My last day on the beach an older woman approaches me, outraged and ranting about the constant hassle to buy things. She said that this was her holiday, and that she resented being asked every 3 minutes if she wanted to jewellery, stickers, magnets, posters, drums, everything imaginable. She was so upset that she got angry at me when I tried to calm her and remind her where she was. If she'd let me get a word in, I would have asked her to remember that these people have just 2 months to make a year's living for their families. If she wanted a private place she could retreat to, there were big fancy (and expensive) private resorts down the coast. But you cannot come into a culture of necessity and demand privacy!
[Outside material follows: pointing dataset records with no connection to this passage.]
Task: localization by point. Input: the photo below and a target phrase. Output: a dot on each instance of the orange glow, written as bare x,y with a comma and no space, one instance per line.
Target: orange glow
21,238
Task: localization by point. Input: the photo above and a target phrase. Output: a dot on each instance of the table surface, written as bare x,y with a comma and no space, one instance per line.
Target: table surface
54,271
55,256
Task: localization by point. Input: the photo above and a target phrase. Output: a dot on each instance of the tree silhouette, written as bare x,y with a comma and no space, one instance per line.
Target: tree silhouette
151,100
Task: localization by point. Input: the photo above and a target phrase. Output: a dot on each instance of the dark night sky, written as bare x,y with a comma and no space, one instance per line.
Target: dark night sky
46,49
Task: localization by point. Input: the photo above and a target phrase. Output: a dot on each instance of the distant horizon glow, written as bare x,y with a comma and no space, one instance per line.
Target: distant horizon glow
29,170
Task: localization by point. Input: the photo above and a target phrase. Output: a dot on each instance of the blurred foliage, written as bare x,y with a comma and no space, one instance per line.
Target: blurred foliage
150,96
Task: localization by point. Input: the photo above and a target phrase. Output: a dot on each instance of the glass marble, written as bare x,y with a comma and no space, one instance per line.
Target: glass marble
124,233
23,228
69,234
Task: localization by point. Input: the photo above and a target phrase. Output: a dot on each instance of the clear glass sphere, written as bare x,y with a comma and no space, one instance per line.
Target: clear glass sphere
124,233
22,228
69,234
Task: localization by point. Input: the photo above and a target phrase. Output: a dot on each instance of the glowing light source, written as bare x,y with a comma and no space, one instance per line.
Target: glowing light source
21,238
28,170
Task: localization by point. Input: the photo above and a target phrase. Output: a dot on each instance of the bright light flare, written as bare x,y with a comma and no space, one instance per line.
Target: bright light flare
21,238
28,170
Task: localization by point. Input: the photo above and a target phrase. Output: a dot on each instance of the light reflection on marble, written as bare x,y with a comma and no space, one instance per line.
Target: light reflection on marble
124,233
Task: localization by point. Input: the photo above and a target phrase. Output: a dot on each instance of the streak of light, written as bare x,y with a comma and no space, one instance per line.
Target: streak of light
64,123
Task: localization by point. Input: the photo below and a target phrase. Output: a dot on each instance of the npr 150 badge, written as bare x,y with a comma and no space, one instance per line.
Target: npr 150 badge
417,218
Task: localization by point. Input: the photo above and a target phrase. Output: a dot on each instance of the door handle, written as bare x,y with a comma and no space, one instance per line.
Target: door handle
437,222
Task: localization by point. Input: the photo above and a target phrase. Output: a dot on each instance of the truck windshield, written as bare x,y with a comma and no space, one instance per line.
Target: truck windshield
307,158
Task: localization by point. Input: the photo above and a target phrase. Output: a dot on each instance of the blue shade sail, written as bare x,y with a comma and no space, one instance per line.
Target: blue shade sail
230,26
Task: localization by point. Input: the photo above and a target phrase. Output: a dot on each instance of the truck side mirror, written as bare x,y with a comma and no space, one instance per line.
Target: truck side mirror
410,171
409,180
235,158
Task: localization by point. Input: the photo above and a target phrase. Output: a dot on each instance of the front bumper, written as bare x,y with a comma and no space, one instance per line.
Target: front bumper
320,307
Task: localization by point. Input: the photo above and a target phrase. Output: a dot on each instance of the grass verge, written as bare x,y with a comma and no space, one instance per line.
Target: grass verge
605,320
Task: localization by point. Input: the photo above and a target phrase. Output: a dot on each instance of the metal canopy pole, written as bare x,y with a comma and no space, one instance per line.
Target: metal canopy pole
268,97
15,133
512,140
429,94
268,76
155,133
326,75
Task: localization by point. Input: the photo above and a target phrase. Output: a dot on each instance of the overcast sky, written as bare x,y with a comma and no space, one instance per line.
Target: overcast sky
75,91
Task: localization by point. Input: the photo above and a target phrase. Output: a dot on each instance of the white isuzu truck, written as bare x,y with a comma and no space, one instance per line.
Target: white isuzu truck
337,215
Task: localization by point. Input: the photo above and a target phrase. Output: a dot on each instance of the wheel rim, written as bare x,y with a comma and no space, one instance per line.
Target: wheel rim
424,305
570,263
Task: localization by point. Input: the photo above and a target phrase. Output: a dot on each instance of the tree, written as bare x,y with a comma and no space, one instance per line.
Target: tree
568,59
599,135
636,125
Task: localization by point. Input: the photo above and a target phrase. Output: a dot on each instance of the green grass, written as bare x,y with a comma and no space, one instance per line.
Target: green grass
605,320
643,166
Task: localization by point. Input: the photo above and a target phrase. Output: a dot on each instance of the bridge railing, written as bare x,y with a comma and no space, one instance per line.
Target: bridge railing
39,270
An hour or two later, I realised just how far I've come on this trip. When leaving NZ, I raised my few doubts about the trip with my Dad - I am a person who need independence and personal space, both physically and emotionally. I knew that this trip would be a challenge to that aspect of my personality in a country where there is no direct translation for the notion of 'privacy' (no, really. I've heard there's no word for it in Hindi). These people are born, live, and die in public. They spend their lives constantly surrounded by their family and friend, and don't even sleep alone at any point in their lives. While I've relished the past week's solitude in travelling alone, this woman's inability to accept this intrusion into her comfort zone made me realised just how tolerant I've become.
Having said that, I'm seriously looking forward to sleeping in my big double bed again, and quiet mornings spend lying in with my book and my cats.
The next morning, as I was leaving for Mumbai, I started talking to an Australian woman who had come to India to step out of her comfort zone. Like me an eternal ornganiser, she wanted to come to a country where she didn't know how things worked, and see if she could cope. After some unfortunate circumstances, and an accident which left her face bruised and swollen, she found herself far out of her comfort zone, and having to deal with it when she felt like a monster. Again, I could give her basic advice, and because we found we were such alike people, I could tell her how my (much milder) experience had challenged myself, and encouraged her to wait it out a little longer. I really think there'll be a turnaround period for her, and the success of learning to cope would perhaps be the best thing that had happened for her.
So stepping back into the Mumbai madness, I can walk down the street with an air such that hawkers do not constantly follow me. While I do not think that anyone can truely master Mumbai, I feel that for me, I have conquered the challenges India has presented to me.
And now it's time to go home and have a REALLY long bath!